Die Situation des ersten Quartals 2021 war daher insgesamt sehr heikel. Schließlich gab es im April einige positive Anzeichen für die italienische Wirtschaft, dank des Tempowechsels, der durch den nationalen Impfplan und den Plan zur schrittweisen Öffnung hervorgerufen wurde, der das Vertrauen der Verbraucher und Unternehmen stärkte.
Im Gegensatz dazu scheint sich die Welt zu erholen, und der internationale Handel wächst bereits über das Niveau von Vor-Covid. Dieses Wachstum werde nach wie vor von den asiatischen Ländern, allen voran China, und den USA angeführt.
Auf der Grundlage der aktuellen Daten wird geschätzt, dass die Exporte in diesem Sektor wertmäßig um 10 % im Vergleich zum ersten Halbjahr 2020 und um 19 % im Vergleich zum zweiten Halbjahr 2020 steigen werden. Damit werde die Branche in Italien bis zum Jahresende ein Gesamtexportwachstum von 15 % gegenüber 2020 verzeichnen, das aber immer noch 14 Prozentpunkte unter dem Wachstum von 2019 liegt.

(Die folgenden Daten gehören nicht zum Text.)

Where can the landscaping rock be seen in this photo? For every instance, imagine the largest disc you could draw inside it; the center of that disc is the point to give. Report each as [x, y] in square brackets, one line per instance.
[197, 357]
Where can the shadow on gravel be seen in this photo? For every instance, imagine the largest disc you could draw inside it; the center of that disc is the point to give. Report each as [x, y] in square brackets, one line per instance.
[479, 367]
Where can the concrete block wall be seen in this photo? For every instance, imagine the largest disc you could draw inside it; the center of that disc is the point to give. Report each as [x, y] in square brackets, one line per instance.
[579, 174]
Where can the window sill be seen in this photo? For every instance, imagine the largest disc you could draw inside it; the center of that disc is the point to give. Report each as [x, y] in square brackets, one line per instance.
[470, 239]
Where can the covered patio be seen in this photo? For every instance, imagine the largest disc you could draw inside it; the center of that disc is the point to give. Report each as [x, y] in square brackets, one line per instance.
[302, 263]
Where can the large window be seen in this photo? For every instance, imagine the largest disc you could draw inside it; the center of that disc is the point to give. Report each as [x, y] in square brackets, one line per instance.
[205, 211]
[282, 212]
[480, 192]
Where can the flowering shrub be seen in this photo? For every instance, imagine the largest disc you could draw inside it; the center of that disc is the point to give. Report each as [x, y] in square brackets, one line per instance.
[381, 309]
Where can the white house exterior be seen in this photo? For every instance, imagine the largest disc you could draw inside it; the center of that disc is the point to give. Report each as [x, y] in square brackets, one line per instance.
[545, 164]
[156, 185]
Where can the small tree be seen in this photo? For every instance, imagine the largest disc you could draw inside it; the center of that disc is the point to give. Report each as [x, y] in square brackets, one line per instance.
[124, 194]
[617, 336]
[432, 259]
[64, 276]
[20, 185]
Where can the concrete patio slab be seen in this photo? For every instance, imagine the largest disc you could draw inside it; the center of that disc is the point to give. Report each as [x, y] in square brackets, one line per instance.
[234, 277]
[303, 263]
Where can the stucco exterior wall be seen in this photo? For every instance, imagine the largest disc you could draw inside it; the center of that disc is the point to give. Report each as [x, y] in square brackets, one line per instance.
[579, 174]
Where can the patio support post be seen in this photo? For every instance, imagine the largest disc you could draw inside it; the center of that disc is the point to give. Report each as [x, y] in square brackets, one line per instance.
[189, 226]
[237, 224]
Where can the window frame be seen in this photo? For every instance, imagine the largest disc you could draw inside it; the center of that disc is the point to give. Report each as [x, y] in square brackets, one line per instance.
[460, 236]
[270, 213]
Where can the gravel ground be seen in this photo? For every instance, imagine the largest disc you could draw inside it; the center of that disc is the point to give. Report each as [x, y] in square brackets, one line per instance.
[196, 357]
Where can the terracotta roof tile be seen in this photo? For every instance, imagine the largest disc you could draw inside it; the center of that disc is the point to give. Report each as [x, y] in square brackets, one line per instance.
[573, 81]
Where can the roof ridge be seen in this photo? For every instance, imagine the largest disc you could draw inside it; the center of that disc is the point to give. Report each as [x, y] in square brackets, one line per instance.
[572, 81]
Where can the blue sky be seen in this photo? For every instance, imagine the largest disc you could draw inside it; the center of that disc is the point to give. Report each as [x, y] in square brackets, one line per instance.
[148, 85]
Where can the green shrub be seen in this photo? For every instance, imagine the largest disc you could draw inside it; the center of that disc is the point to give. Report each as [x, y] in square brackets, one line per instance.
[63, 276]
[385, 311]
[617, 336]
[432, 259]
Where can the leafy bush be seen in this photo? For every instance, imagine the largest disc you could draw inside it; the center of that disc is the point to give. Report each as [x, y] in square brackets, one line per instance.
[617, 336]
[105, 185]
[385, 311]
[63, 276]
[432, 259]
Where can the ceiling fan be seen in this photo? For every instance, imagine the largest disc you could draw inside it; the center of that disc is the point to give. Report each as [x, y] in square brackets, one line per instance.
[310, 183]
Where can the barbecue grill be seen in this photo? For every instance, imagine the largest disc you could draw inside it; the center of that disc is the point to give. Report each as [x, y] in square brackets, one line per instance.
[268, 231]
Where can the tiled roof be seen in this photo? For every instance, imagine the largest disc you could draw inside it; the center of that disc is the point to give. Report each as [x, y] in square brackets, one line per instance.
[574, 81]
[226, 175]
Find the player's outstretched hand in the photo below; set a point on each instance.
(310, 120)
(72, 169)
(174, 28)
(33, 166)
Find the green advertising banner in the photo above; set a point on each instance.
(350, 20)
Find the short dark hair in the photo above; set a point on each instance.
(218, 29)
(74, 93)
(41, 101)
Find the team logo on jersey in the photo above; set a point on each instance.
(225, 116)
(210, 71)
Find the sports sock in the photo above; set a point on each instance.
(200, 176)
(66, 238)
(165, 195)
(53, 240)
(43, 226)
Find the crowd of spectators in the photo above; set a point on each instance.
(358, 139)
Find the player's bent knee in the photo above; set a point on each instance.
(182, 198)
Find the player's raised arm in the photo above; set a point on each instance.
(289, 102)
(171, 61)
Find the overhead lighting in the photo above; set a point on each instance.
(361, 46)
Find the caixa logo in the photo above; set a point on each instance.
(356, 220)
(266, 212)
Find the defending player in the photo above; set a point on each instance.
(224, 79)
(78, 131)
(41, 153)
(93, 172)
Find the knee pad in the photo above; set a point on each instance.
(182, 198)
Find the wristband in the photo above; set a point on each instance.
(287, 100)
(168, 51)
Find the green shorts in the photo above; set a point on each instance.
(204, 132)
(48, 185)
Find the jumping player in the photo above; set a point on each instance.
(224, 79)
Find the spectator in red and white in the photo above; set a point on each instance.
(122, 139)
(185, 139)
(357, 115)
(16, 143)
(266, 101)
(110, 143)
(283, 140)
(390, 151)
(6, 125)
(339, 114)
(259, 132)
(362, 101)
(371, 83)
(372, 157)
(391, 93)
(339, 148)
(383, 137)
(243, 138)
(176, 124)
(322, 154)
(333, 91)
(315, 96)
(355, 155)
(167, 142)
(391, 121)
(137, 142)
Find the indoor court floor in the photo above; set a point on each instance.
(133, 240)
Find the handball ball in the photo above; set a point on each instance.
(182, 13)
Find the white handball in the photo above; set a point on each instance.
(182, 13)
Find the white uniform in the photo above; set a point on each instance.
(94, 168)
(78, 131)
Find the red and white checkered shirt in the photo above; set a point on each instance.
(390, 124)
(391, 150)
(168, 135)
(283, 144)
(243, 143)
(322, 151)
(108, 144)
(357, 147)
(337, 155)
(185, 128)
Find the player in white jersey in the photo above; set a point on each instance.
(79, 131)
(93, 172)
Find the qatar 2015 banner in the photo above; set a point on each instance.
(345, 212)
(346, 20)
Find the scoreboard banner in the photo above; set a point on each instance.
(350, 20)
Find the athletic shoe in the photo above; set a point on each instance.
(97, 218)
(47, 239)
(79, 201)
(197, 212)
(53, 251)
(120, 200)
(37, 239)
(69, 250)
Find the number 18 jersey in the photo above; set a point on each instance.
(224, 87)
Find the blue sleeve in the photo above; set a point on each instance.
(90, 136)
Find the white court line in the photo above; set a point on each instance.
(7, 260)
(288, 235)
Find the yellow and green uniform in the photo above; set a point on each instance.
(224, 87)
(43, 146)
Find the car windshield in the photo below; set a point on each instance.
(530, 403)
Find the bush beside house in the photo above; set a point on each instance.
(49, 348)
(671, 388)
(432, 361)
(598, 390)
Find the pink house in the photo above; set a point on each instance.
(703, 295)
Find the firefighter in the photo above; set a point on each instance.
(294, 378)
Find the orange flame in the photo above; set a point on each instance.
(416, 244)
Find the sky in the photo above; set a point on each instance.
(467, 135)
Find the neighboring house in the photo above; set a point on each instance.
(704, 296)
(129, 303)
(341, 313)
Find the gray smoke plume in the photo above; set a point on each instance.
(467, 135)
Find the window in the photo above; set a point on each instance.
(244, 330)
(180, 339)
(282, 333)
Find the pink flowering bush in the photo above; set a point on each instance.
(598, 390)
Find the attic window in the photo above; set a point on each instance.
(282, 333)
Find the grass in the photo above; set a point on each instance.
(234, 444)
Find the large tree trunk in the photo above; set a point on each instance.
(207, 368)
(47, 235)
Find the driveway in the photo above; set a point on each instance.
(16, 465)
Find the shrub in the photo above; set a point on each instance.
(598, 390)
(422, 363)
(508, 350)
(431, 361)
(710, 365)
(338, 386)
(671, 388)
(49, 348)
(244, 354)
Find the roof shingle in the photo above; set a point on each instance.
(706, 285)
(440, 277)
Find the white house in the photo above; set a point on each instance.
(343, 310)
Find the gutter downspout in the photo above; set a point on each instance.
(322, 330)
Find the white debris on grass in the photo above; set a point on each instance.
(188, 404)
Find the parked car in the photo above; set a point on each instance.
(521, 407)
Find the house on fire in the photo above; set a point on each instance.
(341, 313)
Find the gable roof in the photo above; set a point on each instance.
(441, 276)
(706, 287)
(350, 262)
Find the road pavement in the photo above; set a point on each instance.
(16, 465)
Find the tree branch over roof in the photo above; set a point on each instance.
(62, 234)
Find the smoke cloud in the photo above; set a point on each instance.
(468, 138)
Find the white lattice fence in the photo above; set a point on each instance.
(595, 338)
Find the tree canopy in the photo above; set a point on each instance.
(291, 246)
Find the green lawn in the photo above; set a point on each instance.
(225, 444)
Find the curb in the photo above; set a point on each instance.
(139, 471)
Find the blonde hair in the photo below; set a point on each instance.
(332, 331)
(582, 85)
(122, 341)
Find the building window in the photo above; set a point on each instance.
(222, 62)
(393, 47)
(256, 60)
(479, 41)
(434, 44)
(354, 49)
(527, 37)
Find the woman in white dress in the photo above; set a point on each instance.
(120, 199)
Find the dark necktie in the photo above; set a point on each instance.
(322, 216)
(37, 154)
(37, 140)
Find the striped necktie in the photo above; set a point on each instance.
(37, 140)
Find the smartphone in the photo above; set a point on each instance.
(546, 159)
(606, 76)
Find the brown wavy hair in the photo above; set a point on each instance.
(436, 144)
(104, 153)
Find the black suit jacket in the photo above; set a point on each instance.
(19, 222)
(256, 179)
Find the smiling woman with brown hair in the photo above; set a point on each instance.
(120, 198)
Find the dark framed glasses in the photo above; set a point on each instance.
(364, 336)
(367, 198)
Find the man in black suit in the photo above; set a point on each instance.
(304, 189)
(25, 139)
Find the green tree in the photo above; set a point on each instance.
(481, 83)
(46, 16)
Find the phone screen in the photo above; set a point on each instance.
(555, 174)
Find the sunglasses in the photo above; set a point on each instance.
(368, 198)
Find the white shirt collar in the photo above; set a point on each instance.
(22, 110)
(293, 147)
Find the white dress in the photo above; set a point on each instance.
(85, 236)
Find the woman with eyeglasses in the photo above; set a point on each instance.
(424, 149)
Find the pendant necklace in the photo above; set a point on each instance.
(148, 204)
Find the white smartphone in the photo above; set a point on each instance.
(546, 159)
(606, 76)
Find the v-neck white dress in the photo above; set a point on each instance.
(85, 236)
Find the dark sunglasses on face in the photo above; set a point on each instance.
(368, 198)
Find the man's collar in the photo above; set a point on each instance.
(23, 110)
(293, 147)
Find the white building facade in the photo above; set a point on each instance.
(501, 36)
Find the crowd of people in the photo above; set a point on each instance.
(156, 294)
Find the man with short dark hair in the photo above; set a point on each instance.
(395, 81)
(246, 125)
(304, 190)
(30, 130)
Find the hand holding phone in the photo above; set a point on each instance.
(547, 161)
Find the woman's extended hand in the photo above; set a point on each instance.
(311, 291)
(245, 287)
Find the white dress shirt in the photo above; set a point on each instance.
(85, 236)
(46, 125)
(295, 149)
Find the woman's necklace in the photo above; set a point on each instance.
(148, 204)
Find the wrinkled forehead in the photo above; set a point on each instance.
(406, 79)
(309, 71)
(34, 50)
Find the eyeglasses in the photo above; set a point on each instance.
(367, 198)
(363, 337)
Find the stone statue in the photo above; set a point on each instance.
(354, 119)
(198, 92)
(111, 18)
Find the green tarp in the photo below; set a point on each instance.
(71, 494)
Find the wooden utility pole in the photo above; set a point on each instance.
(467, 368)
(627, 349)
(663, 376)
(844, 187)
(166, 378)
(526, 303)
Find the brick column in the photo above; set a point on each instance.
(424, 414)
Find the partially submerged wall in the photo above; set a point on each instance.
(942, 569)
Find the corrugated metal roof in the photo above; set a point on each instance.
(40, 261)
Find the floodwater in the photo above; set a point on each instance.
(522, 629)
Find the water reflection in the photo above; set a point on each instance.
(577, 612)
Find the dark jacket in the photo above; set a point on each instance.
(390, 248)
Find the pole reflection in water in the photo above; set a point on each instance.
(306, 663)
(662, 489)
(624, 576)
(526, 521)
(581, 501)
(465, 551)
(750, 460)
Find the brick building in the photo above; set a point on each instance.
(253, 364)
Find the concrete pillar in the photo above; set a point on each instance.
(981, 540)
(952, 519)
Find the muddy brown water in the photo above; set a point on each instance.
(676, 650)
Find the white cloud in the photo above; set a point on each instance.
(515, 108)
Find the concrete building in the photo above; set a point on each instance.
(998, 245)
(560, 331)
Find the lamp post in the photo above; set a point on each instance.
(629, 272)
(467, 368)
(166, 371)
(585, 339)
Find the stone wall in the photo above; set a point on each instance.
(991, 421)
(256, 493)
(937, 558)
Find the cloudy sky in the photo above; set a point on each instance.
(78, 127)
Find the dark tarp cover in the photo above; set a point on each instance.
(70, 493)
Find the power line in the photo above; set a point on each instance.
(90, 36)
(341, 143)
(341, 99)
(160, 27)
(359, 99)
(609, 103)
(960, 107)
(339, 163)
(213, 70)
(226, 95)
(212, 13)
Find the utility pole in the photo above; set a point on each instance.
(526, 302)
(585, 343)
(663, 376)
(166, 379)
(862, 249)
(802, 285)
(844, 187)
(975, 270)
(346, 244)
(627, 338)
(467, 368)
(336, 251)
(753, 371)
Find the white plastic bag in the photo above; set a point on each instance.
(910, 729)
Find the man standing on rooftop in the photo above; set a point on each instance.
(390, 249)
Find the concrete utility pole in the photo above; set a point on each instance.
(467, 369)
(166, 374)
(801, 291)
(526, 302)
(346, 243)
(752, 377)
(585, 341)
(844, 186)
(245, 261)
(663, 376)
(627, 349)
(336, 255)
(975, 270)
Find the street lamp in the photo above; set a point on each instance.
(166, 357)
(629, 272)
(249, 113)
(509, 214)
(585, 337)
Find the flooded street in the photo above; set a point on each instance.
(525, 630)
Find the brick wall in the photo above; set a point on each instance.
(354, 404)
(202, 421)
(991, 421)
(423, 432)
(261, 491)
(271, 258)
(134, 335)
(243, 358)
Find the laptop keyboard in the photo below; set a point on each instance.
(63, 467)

Die eigentliche Belebung mit dem Erreichen der Werte von vor der Pandemie wird laut ANFAO höchstwahrscheinlich im Jahr 2022 eintreten.
ANFAO: Die Associazione Nazionale Fabbricanti Articoli Ottici (Italienischer Verband der Hersteller optischer Erzeugnisse) hat ihren Sitz wie die Mido in Mailand.